Allroy1975_@_yahoo.com wrote: > on page 89 (page 85 of an actual BK2K manual) of the PDF it shows that > my bad segment is called "M" and on the next page it appears that the > schematic says that on J3 "M" actually comes in on pin 14.
Yes, there is a discrepancy between the two references. Don't worry about it. The one in the Williams manual is consistent with the schematic. I verified this when I developed my Williams CPU tester: http://www.edcheung.com/album/album05/pinball/cpu.htm but forgot that the segments are defined in the manual when I wrote you before.
> I'd put my black clip on Pin1 of J3 of the Master Display 88 board > (because it's a ground pin) > I'd put my Red clip on +5vdc that I would get from (I'm really not sure > on this one) pin 6 on J7
Per my System 11 manual (Pinbot), gnd is J11 pin 1 and 5V is J11 pin 6. It should be the same.
> then put my logic tip (ever so carefully because I don't want to touch > 2 things...) on Pin 14 of J3.
Now visit the pins of J12 (segment inputs) and see if segment 'm' pulses. Try all the other segments while you are at it just in case there is a mismatch somewhere.
Oh I saw your tester yesterday and I know you're an amazing talent! I mean...seriously...that thing is freakin amazing!!!!
So..obviously...I'm even more hopeless than I thought.....I keep thinking I should be working on the board with the score glasses on it. but there's no J11 or J12 on it. so I thought maybe you meant the Backbox interconnect board, but.those say they go to the the flash lamps...so I don't even know what J11 and J12 you're talking about! :(
Okay, I checked out the Pinbot...it has a totally different display system from the BK2K beaver wrote. The BK2K has 2 16 Alpha Numeric glasses while the Pinbot has the 4 sets of 7 and one that's 4 Numerics.

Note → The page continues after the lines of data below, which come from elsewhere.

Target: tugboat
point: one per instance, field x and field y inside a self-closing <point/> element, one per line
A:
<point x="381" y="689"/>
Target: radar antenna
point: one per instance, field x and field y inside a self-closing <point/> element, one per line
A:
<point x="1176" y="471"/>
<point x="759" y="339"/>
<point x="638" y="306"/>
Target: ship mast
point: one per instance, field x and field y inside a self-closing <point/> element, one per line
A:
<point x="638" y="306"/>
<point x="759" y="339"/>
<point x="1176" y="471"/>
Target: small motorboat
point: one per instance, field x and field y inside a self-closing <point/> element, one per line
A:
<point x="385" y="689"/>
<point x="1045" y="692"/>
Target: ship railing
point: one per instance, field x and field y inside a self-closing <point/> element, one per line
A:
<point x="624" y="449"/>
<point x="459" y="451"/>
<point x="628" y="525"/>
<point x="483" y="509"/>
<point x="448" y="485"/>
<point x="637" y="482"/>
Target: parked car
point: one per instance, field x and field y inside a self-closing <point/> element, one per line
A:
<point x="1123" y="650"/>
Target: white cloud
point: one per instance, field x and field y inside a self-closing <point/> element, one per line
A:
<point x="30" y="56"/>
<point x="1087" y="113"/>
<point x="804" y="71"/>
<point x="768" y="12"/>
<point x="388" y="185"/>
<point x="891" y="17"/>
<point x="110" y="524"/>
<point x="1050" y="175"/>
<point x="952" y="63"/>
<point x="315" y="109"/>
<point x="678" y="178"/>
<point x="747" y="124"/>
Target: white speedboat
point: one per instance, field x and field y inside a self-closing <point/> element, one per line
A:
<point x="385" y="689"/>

It looks like everything comes to my board through 1 ribbon cable (IDE Style..) and goes around the board and the glass is soldered straight to that board.

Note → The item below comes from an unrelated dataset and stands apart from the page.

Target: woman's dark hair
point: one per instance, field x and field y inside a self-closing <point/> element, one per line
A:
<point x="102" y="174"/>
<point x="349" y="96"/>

if nothing else it seems to me that there very well could be a J11 and a J12 on your Pinbot Master Display Board, but on my BK2K one, there are only 7. (J1-J7)
So I'm hopeing that what i said eariler was correct and someone can verify that for me?

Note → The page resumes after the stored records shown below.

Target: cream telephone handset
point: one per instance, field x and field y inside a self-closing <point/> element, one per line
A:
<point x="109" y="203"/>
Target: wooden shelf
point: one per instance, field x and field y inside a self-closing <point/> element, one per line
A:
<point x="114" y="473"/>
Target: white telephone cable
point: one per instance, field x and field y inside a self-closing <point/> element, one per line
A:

> Allroy1975_@_yahoo.com wrote: > > on page 89 (page 85 of an actual BK2K manual) of the PDF it shows that > > my bad segment is called "M" and on the next page it appears that the > > schematic says that on J3 "M" actually comes in on pin 14.
> Yes, there is a discrepancy between the two references. Don't worry > about it. The one in the Williams manual is consistent with the > schematic. I verified this when I developed my Williams CPU tester: > http://www.edcheung.com/album/album05/pinball/cpu.htm > but forgot that the segments are defined in the manual when I wrote you > before.
> > I'd put my black clip on Pin1 of J3 of the Master Display 88 board > > (because it's a ground pin) > > I'd put my Red clip on +5vdc that I would get from (I'm really not sure > > on this one) pin 6 on J7
> Per my System 11 manual (Pinbot), gnd is J11 pin 1 and 5V is J11 pin 6. > It should be the same.
> > then put my logic tip (ever so carefully because I don't want to touch > > 2 things...) on Pin 14 of J3.
> Now visit the pins of J12 (segment inputs) and see if segment 'm' > pulses. Try all the other segments while you are at it just in case > there is a mismatch somewhere.